How can GORASP1 antibodies contribute to understanding the first human GORASP1-related disorder?

The recent identification of the first human pathogenic variant in GORASP1 opens new avenues for clinical research where antibodies play a crucial role:

• Diagnostic Development: GORASP1 antibodies can help develop diagnostic tests for the newly described Golgipathy caused by GORASP1 mutations. In the reported case, antibody testing revealed a complete absence of GRASP65 protein despite normal mRNA levels .

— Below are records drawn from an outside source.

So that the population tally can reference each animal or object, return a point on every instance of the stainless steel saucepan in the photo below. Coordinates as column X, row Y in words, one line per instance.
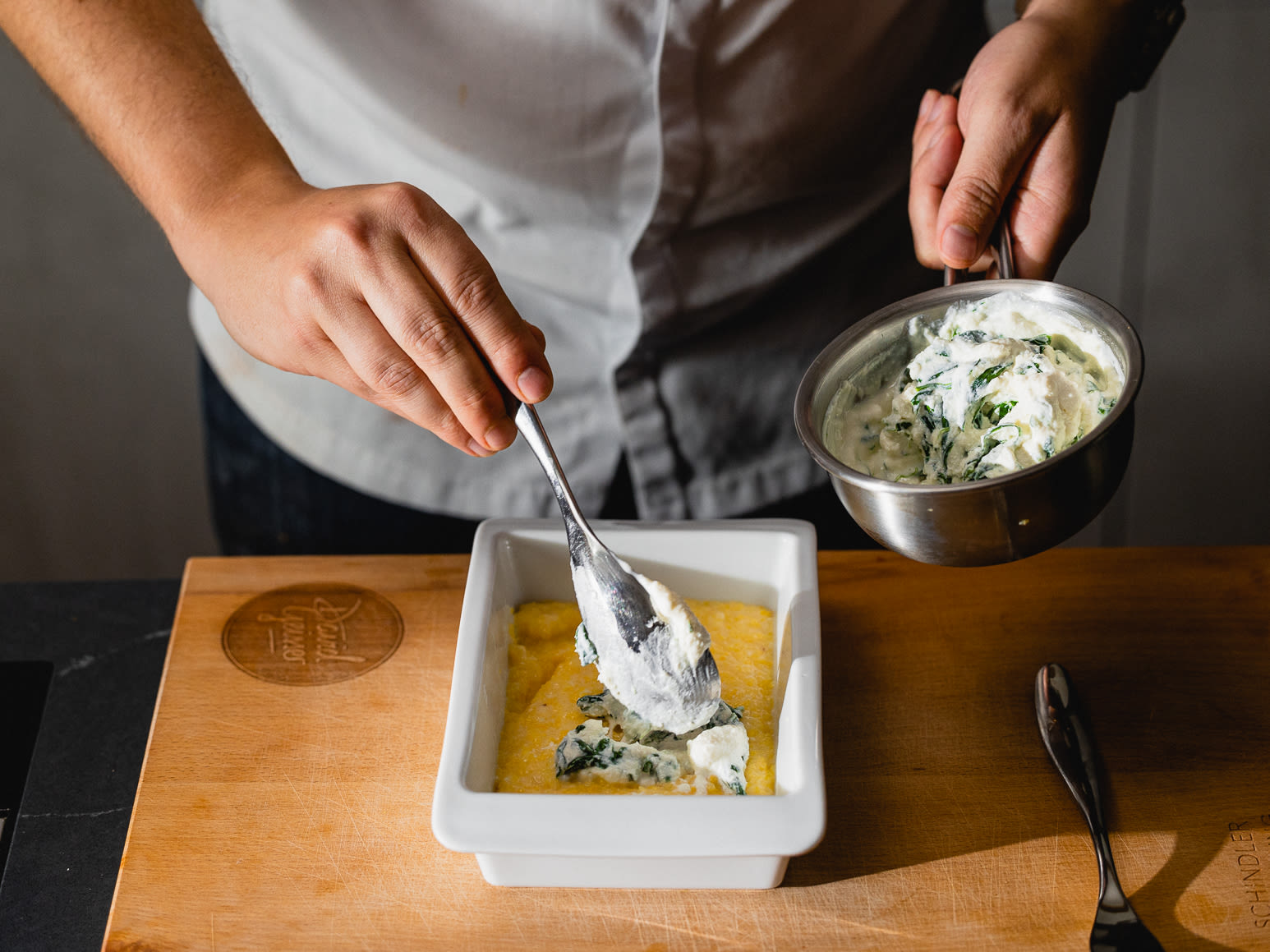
column 990, row 521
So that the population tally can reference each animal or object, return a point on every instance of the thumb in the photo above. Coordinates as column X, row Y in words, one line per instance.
column 993, row 155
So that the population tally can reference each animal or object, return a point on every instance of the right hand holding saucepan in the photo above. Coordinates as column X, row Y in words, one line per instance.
column 379, row 291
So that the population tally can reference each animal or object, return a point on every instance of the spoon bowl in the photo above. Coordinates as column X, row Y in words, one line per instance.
column 642, row 660
column 1063, row 729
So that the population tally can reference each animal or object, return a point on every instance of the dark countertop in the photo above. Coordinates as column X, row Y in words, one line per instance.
column 106, row 642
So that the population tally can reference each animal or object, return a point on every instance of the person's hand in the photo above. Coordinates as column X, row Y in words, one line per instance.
column 377, row 290
column 1029, row 127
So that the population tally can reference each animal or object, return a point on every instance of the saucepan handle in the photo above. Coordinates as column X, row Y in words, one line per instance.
column 1002, row 251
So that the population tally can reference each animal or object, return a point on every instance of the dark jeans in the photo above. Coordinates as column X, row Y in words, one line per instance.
column 265, row 502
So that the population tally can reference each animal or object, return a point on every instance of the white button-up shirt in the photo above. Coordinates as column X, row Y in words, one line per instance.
column 686, row 195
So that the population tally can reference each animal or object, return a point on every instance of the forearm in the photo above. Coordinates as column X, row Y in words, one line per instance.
column 1102, row 27
column 153, row 90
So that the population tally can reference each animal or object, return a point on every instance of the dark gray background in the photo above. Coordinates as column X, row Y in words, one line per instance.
column 102, row 461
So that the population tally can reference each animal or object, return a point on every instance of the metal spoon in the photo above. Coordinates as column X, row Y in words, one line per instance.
column 637, row 660
column 1116, row 927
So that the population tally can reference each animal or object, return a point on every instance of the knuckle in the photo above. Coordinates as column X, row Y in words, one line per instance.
column 402, row 200
column 304, row 288
column 472, row 290
column 348, row 232
column 395, row 379
column 978, row 195
column 432, row 339
column 450, row 430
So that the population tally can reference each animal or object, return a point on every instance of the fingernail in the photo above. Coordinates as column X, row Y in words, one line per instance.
column 939, row 107
column 927, row 102
column 959, row 244
column 500, row 435
column 535, row 385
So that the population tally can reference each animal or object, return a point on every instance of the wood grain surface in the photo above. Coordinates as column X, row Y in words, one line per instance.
column 292, row 816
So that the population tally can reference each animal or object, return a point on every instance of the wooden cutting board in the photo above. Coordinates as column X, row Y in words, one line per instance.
column 274, row 814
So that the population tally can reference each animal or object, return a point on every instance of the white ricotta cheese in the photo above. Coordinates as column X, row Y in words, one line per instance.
column 658, row 681
column 1001, row 384
column 721, row 753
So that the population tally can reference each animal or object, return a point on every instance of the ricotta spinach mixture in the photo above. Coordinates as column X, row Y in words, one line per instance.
column 616, row 744
column 564, row 731
column 996, row 385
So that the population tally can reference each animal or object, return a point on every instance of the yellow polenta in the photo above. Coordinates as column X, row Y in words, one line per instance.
column 545, row 681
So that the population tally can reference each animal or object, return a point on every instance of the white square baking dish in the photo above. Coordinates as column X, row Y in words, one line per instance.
column 633, row 842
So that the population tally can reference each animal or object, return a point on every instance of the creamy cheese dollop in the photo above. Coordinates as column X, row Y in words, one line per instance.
column 721, row 753
column 997, row 385
column 660, row 679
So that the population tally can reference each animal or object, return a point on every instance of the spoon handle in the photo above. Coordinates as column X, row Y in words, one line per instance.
column 531, row 428
column 1065, row 731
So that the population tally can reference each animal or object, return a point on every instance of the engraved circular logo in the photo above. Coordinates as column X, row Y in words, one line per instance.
column 316, row 633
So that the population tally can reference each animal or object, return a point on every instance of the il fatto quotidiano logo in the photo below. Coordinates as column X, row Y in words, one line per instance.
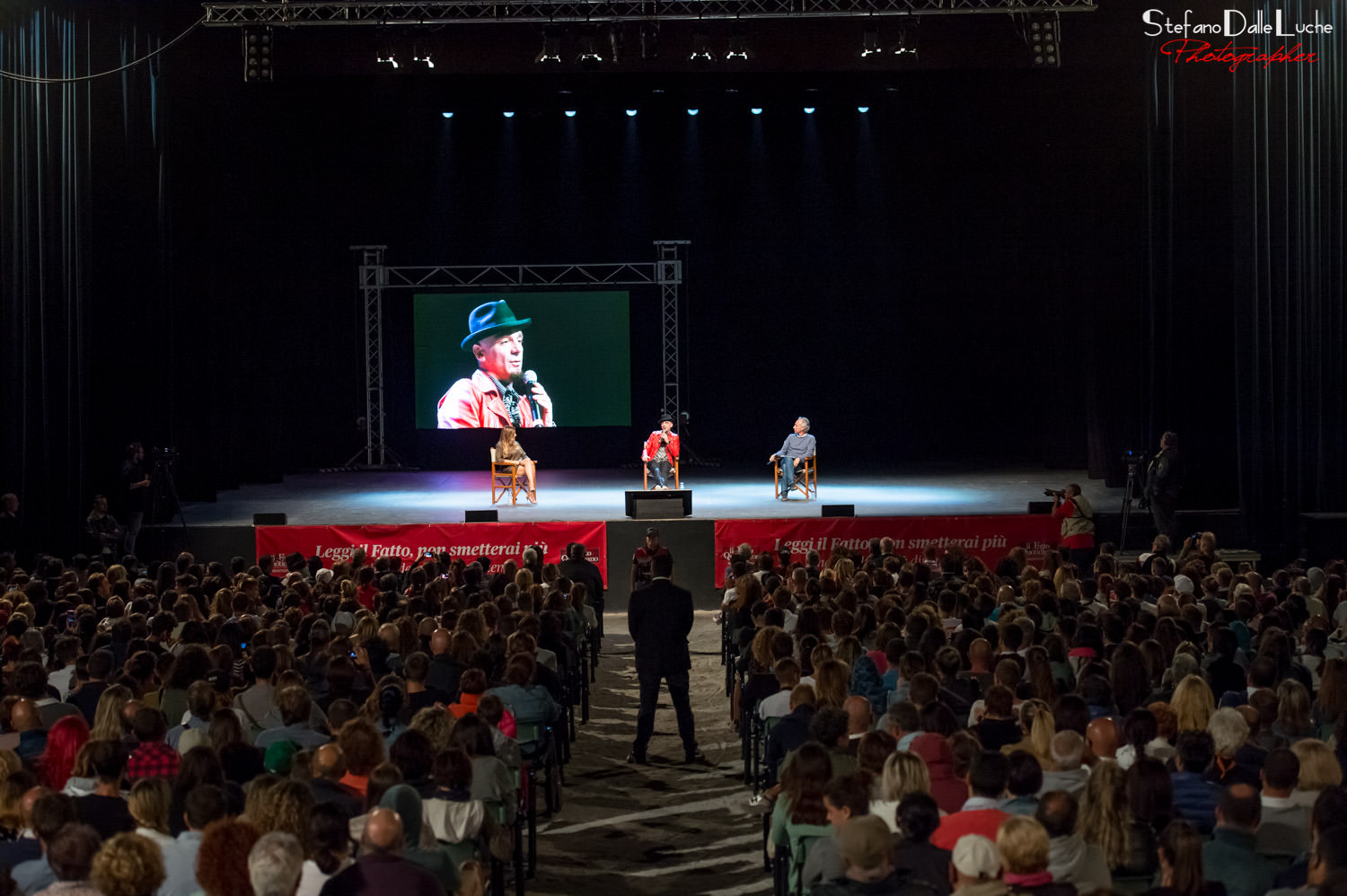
column 1236, row 38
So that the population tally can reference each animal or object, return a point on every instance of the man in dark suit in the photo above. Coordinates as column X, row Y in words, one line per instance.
column 659, row 618
column 579, row 569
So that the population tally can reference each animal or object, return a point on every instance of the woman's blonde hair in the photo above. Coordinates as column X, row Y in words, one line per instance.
column 1319, row 767
column 1193, row 704
column 128, row 865
column 1105, row 818
column 107, row 717
column 148, row 804
column 904, row 772
column 1023, row 844
column 832, row 680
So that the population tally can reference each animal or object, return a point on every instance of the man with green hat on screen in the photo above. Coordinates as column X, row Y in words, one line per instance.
column 498, row 393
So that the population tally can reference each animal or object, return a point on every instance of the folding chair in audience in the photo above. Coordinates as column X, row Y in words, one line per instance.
column 802, row 839
column 497, row 810
column 538, row 750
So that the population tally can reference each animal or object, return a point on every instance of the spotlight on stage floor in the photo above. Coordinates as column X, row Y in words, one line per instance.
column 659, row 505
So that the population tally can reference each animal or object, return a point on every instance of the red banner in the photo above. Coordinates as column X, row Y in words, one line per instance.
column 468, row 540
column 986, row 537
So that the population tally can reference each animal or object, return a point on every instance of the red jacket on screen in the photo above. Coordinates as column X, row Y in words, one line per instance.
column 652, row 446
column 476, row 404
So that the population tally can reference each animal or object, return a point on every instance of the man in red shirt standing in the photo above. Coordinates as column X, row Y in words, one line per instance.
column 1077, row 516
column 497, row 393
column 660, row 452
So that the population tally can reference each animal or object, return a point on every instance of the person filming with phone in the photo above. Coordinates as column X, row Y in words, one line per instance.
column 500, row 392
column 1077, row 516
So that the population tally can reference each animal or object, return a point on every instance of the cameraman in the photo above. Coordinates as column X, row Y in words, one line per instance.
column 1164, row 483
column 136, row 483
column 1071, row 507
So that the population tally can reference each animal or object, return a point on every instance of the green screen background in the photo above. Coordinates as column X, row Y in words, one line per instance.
column 579, row 344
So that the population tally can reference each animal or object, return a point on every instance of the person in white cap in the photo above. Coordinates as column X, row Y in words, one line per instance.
column 975, row 866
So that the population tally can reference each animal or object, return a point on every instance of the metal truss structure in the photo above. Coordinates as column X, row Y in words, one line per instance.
column 374, row 277
column 409, row 13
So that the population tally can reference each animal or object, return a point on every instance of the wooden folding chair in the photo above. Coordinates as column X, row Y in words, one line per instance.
column 506, row 478
column 806, row 479
column 646, row 475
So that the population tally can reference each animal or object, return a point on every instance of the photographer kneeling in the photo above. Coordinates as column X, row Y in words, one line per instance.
column 1071, row 507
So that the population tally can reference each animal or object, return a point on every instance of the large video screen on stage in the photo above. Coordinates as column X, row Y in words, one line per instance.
column 544, row 358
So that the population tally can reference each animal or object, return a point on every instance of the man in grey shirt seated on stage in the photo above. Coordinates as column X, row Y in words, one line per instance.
column 797, row 448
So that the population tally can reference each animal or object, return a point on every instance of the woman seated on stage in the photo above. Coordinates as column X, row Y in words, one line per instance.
column 511, row 452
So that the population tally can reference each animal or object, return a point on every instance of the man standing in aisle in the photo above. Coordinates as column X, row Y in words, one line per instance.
column 643, row 561
column 1164, row 483
column 659, row 619
column 797, row 449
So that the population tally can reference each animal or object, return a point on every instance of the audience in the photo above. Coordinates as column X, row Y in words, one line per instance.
column 935, row 723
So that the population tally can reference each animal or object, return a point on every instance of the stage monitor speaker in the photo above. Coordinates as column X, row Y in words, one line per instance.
column 659, row 505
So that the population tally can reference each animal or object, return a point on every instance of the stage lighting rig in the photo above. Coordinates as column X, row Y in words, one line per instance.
column 738, row 50
column 420, row 53
column 551, row 51
column 258, row 54
column 649, row 40
column 907, row 45
column 589, row 56
column 700, row 53
column 1044, row 38
column 870, row 48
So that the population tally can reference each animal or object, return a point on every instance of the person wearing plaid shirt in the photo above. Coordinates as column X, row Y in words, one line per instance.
column 154, row 758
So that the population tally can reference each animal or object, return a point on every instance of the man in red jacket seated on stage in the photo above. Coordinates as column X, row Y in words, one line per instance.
column 981, row 814
column 660, row 452
column 490, row 398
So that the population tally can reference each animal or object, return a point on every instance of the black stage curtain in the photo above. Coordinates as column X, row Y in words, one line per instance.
column 1245, row 329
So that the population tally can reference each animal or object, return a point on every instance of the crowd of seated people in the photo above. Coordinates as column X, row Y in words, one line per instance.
column 1174, row 726
column 263, row 731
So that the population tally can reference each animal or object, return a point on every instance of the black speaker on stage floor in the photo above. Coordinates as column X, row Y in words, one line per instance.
column 659, row 505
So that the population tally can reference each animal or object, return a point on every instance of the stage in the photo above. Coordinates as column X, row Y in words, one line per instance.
column 441, row 496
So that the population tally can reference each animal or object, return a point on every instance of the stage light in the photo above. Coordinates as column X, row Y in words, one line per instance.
column 907, row 43
column 420, row 53
column 649, row 42
column 870, row 43
column 1044, row 42
column 738, row 50
column 700, row 53
column 589, row 56
column 258, row 54
column 551, row 51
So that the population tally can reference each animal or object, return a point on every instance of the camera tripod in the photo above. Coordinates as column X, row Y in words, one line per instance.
column 1129, row 492
column 163, row 495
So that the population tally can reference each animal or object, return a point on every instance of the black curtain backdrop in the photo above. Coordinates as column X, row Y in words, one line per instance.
column 994, row 264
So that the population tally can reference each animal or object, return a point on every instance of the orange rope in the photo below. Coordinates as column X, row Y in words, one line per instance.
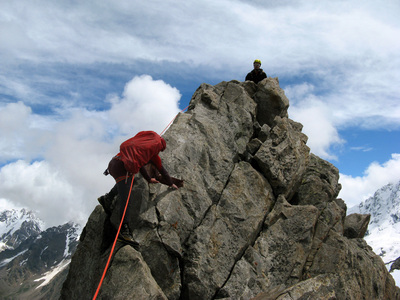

• Genotype-Phenotype Correlation: The patient with homozygous GORASP1 variant (c.1170_1171del; p.Asp390Glufs*18) presented with a neurodevelopmental disorder combining neurosensory, neuromuscular, and skeletal abnormalities . GORASP1 antibodies can help correlate protein expression levels with symptom severity in additional patients.

• Pathophysiological Mechanisms: GORASP1 antibodies revealed that the patient's variant affects the C-terminal region of the serine/proline-rich (SPR) domain of GRASP65, resulting in a complete absence of the protein . This information helps understand the molecular basis of the disorder.

• Biomarker Development: By correlating GRASP65 levels with specific glycosylation defects and cell cycle abnormalities, GORASP1 antibodies can help identify biomarkers for disease progression and treatment response.

• Screening of Potential Therapeutics: GORASP1 antibodies can be used to monitor restoration of protein expression or function in cellular models treated with potential therapeutic compounds.

These applications demonstrate how GORASP1 antibodies contribute to translating basic research findings into clinical understanding and potential treatments.

What are the methodological considerations for studying GORASP1 variants in patient samples?

Investigating GORASP1 variants in patient samples requires careful methodological approaches:

• Sample Collection and Processing: Primary fibroblasts from skin biopsies provide a valuable resource for studying GORASP1 variants, as demonstrated in the first reported human case . These cells should be processed according to standard protocols for culture and analysis.

• Transcriptional Analysis: Quantitative PCR with primers distributed throughout the GORASP1 transcript can determine whether variants affect mRNA expression. In the reported case, no significant difference was observed between patient and control fibroblast mRNAs, indicating that the variant did not affect transcription .

• Protein Expression Analysis: Western blotting with antibodies recognizing different regions of GRASP65 (full-length and C-terminal specific) is essential for determining protein expression. In the reported case, no GRASP65 was detected with either antibody, indicating complete protein absence .

• Immunocytochemical Analysis: Immunostaining with GORASP1 antibodies, combined with Golgi markers like GM130, can reveal changes in protein localization or Golgi structure in patient cells .

• Functional Assays: Analysis of glycosylation status and mitotic progression in patient cells provides insights into the functional consequences of GORASP1 variants .

• Validation in Model Systems: Recapitulating patient variants in cellular models using CRISPR/Cas9 helps confirm that observed phenotypes are directly caused by the GORASP1 mutation .

These methodological considerations ensure rigorous analysis of GORASP1 variants in clinical research settings.